Continuum-Mediated Dark Matter-Baryon Scattering

TL;DR

This paper explores how a continuum of light mediator states, possibly from a conformal sector, affects dark matter-baryon scattering, providing a new framework for interpreting direct detection signals.

Contribution

It introduces a novel theoretical framework for continuum-mediated dark matter interactions and analyzes specific models, expanding beyond contact or single-mediator scenarios.

Findings

Continuum mediators modify the scattering amplitude with a power-law function of momentum transfer.

Scalar mediator models are highly constrained by existing data.

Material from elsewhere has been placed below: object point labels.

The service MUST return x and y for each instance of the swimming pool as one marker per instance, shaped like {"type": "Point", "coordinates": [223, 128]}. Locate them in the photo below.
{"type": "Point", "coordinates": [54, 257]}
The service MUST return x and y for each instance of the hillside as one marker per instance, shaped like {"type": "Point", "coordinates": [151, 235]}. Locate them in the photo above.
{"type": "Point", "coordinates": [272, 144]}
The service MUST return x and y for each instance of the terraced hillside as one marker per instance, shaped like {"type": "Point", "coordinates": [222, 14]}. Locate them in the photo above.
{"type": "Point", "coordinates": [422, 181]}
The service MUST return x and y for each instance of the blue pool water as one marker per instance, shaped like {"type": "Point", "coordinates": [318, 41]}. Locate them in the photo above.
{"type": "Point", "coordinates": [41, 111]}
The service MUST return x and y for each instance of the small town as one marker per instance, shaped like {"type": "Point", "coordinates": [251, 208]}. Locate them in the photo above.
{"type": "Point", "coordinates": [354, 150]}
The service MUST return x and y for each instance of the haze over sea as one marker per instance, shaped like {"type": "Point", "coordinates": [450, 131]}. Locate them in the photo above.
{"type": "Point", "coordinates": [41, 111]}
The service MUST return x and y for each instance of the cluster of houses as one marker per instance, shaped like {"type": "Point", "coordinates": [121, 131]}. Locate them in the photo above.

Tensor operator mediators have a viable parameter space for direct detection signals.

Abstract

Many models of dark matter scattering with baryons may be treated either as a simple contact interaction or as the exchange of a light mediator particle. We study an alternative, in which a continuum of light mediator states may be exchanged. This could arise, for instance, from coupling to a sector which is approximately conformal at the relevant momentum transfer scale. In the non-relativistic effective theory of dark matter-baryon scattering, which is useful for parametrizing direct detection signals, the effect of such continuum mediators is to multiply the amplitude by a function of the momentum transfer q, which in the simplest case is just a power law. We develop the basic framework and study two examples: the case where the mediator is a scalar operator coupling to the Higgs portal (which turns out to be highly constrained) and the case of an antisymmetric tensor operator ${\cal O}_{\mu \nu}$ that mixes with the hypercharge field strength and couples to dark matter tensor currents, which has an interesting viable parameter space. We describe the effect of such mediators on the cross sections and recoil energy spectra that could be observed in direct detection.